The team at End Well worked with the Hollywood, Health & Society program at the Norman Lear Center, USC Annenberg, Los Angeles, for more than 3 years to produce the report and accompanying guidelines for the media to assist in portraying natural death accurately. Kate Langrall Folb, program director for Hollywood, Health & Society, said that while the program has been consulting on TV shows and movies since 2001 on “everything from diabetes to HIV to cancer and beyond,” they had never worked with shows on how to depict the end of life.

“We were delighted to partner with End Well to develop tools and resources for writers on that topic,” Langrall Folb said. “Hollywood was not asking for these tools, but I believe that is mainly because they didn’t know they needed them. Now that we have brought this topic to their attention, they’re all in.”
Langrall Folb highlighted a second storyline from The Pitt for its relevance and realistic portrayal, driven by the tools developed by End Well and the Norman Lear Center group — an arc about a patient who is brain dead due to an overdose. She learned that, thanks in part to the contributions the Norman Lear Center and End Well made, at least one family was able to better process and make decisions during a tragedy.
“There was an ER [emergency room] doc who wrote to the show saying that he was in a similar situation in real life with a brain-dead patient. He was preparing himself to speak to the family to discuss what they wanted to do, bracing himself because those conversations are usually so difficult — people not wanting to accept, etc.,” Langrall Folb said. “But when he entered the room to talk to the family, they told him not to worry, that they had watched The Pitt and already decided that they didn’t want to keep their loved one on life support any longer. It’s amazing to see this kind of real-world impact come from our work behind the scenes.”

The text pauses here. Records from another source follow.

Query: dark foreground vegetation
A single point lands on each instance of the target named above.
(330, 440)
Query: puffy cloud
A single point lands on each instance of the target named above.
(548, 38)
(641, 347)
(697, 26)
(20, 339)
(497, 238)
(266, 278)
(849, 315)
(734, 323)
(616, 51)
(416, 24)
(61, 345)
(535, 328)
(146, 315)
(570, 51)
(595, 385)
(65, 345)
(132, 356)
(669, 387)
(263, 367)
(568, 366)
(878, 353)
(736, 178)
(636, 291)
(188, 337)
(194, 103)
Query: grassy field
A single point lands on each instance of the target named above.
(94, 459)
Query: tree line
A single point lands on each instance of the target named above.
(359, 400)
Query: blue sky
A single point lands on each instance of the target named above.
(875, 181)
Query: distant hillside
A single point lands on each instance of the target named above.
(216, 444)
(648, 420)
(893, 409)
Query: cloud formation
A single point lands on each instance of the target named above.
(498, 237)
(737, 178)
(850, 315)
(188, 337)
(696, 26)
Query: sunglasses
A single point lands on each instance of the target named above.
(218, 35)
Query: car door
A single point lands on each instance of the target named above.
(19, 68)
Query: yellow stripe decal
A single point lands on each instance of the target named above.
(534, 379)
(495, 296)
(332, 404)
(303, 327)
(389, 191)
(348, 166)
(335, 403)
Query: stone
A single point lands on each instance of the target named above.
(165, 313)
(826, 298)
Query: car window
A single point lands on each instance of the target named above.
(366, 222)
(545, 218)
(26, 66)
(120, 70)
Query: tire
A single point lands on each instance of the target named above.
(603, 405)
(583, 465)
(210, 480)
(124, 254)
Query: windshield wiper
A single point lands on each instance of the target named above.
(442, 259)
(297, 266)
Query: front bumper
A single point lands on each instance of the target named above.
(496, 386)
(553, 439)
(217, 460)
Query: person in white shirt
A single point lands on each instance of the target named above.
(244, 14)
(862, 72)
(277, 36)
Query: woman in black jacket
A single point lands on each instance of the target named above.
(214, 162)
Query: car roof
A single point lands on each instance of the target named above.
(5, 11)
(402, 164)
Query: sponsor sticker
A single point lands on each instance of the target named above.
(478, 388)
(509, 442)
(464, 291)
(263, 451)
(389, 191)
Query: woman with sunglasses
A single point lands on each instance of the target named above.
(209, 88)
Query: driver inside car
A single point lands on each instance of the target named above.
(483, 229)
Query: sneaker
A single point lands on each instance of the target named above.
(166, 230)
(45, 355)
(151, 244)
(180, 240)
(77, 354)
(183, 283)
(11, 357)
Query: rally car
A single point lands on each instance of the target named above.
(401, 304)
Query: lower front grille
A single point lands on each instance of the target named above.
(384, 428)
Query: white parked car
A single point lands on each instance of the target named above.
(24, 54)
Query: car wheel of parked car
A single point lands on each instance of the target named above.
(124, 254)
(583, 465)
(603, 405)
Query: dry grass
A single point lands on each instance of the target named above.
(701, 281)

Langrall Folb believes that this impact will spread as more producers and writers pick up the guidelines and incorporate them into their work.
“Audiences are affected by what they see on their favorite shows,” she said. “Accurately showing the myriad ways in which people’s lives come to an end will help them when they or a loved one are facing the end of their own lives.”
Ungerleider is hoping that more, and more accurate, portrayals of natural death will help people understand the end of life better and be better prepared as individuals and as caregivers.
“Media has the power to normalize what we so often avoid talking about — like grief, caregiving, and mortality. And when that’s done thoughtfully, it doesn’t just educate — it empowers,” Ungerleider said.
Ungerleider pointed out that what the End Well team and the people at the Norman Lear Center have developed is not just a clinical resource, it opens up space for the emotions involved in death.
“This isn’t just about getting the medical details right — it’s about honoring the human experience. When stories reflect the complexity of serious illness, families, caregivers, and patients at home feel seen,” Ungerleider said. “When a character on TV gets support from a palliative care team, it gives viewers permission to ask for the same in their real lives.”
The Executive Director of End Well, Tracy Wheeler, who was also integral to the development of the report and the tools, framed the resources like a map to this fairly unexplored territory.
“By helping Hollywood portray serious illness and death more accurately, we’re not just improving representation — we’re giving people the language and perspective to better navigate these experiences in real life,” Wheeler said. “This work reflects our shared belief that storytelling has the power to shift culture.”